Expert Review of Neurotherapeutics
March 2010, Vol. 10, No. 3, Pages 421-440 , DOI 10.1586/ern.10.7
Environmental risk factors in multiple sclerosis
The etiology of multiple sclerosis is, at present, not definitely known, but genetic and environmental
factors play a role in its causation. Environmental causes have a predominant impact. Epidemiologic
research has contributed considerably to the identification of external risk factors in this multifactorial
setting, but methodological constraints still play a major part. Viral and other microbial agents have
drawn much attention, although none of them is a necessary condition for the disease. This is true
also for the Epstein–Barr virus, for which most data, including prospective data, supports a role in
the majority of multiple sclerosis patients. In parallel, the hypothesis is still attractive in that it is not
the virus per se, but rather more the age when it infects the human being that is the crucial matter.
Other risk factors, such as tobacco smoking and vitamin D deficiency, which have immunomodulating
properties, may also play some role, although the latter is not compatible with all data of the
descriptive epidmiology of multiple sclerosis. Diet might be of considerable importance, all the more
since multiple sclerosis can be ecologically attributed to a certain food patterns and is inversely
associated with others (e.g., the ‘Mediterranean diet’). The hypothesis that the preservation of meat
by nitrite and wood smoke plays a role, and the protective influence of a fish and, possibly, a vegetable
diet, are supported by some studies, but methodological constraints limit, at present, definite conclusions.

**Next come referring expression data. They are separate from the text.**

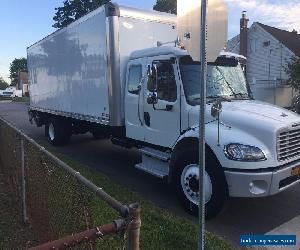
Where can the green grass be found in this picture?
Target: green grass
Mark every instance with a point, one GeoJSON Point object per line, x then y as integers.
{"type": "Point", "coordinates": [23, 99]}
{"type": "Point", "coordinates": [160, 228]}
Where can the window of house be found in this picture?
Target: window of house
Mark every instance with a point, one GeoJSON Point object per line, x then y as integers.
{"type": "Point", "coordinates": [166, 83]}
{"type": "Point", "coordinates": [134, 79]}
{"type": "Point", "coordinates": [253, 45]}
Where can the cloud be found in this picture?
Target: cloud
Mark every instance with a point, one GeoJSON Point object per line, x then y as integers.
{"type": "Point", "coordinates": [278, 13]}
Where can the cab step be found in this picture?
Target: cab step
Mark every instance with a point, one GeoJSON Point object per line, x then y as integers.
{"type": "Point", "coordinates": [154, 162]}
{"type": "Point", "coordinates": [163, 156]}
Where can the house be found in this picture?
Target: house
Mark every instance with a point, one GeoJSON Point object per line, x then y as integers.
{"type": "Point", "coordinates": [267, 50]}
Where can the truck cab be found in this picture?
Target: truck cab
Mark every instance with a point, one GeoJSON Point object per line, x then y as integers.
{"type": "Point", "coordinates": [252, 147]}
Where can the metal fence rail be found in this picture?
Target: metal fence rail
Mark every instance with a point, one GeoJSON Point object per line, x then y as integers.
{"type": "Point", "coordinates": [58, 201]}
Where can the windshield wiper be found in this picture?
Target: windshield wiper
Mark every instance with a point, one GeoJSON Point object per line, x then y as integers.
{"type": "Point", "coordinates": [241, 95]}
{"type": "Point", "coordinates": [221, 98]}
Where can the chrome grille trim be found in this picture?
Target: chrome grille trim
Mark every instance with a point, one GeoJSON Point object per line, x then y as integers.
{"type": "Point", "coordinates": [288, 144]}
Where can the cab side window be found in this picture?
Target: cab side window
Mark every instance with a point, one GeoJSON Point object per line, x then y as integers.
{"type": "Point", "coordinates": [165, 84]}
{"type": "Point", "coordinates": [134, 79]}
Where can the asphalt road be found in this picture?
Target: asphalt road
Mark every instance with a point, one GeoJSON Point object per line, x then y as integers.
{"type": "Point", "coordinates": [240, 216]}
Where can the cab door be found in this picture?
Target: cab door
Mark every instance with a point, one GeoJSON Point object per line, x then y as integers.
{"type": "Point", "coordinates": [161, 112]}
{"type": "Point", "coordinates": [134, 99]}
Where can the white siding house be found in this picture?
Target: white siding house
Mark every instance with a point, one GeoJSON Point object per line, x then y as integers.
{"type": "Point", "coordinates": [268, 50]}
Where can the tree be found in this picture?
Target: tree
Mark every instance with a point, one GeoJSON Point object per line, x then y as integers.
{"type": "Point", "coordinates": [169, 6]}
{"type": "Point", "coordinates": [3, 84]}
{"type": "Point", "coordinates": [73, 10]}
{"type": "Point", "coordinates": [18, 65]}
{"type": "Point", "coordinates": [293, 71]}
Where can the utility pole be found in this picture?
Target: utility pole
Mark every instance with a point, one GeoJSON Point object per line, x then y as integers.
{"type": "Point", "coordinates": [202, 124]}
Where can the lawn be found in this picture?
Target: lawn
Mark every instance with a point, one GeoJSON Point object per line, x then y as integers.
{"type": "Point", "coordinates": [160, 228]}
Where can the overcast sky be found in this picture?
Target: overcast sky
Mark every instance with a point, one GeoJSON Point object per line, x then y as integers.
{"type": "Point", "coordinates": [24, 22]}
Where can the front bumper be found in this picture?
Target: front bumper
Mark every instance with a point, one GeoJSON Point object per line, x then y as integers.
{"type": "Point", "coordinates": [261, 183]}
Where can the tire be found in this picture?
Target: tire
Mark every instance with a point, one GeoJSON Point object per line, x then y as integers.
{"type": "Point", "coordinates": [59, 131]}
{"type": "Point", "coordinates": [186, 183]}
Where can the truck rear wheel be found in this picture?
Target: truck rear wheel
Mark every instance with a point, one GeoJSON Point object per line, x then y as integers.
{"type": "Point", "coordinates": [186, 181]}
{"type": "Point", "coordinates": [58, 131]}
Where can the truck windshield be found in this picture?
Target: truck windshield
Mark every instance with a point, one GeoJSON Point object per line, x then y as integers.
{"type": "Point", "coordinates": [226, 82]}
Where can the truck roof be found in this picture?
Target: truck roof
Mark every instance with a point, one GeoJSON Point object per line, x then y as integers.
{"type": "Point", "coordinates": [162, 50]}
{"type": "Point", "coordinates": [121, 11]}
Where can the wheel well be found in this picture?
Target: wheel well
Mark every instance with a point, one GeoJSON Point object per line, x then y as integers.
{"type": "Point", "coordinates": [184, 144]}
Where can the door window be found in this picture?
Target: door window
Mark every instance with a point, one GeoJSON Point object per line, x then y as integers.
{"type": "Point", "coordinates": [166, 87]}
{"type": "Point", "coordinates": [134, 79]}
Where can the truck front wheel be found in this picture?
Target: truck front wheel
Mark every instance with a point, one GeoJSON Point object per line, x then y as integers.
{"type": "Point", "coordinates": [58, 132]}
{"type": "Point", "coordinates": [186, 182]}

A new avenue is the search for an interaction between genetic and environmental causes, and also
between several environmental factors that might lead to new approaches for prevention and, perhaps,
for the treatment of multiple sclerosis.
Sausage Preservation Methods and the Prevalence of Multiple Sclerosis: An Ecological Study
http://www.informaworld.com/smpp/conten ... 053&db=all
Sausage preservation methods (smoking vs. drying), as classified by Hippisley Coxe and Hippisley Coxe
(1986), were compared with the prevalence of multiple sclerosis (MS) in 26 countries. Meat, pork, and
animal fat consumption, divided by food energy intake, were taken as covariates. In logistic regression
smoke preservation, meat consumption and animal fat consumption showed a significant association
with MS in univariate analysis. In multiple logistic regression, smoke preservation was associated with
MS independently from meat and pork consumption, whereas animal fat contributed with borderline
significance. The data suggest an association between sausage preservation by smoking and MS.
A possible causal link should be studied further by individual-based epidemiological approaches.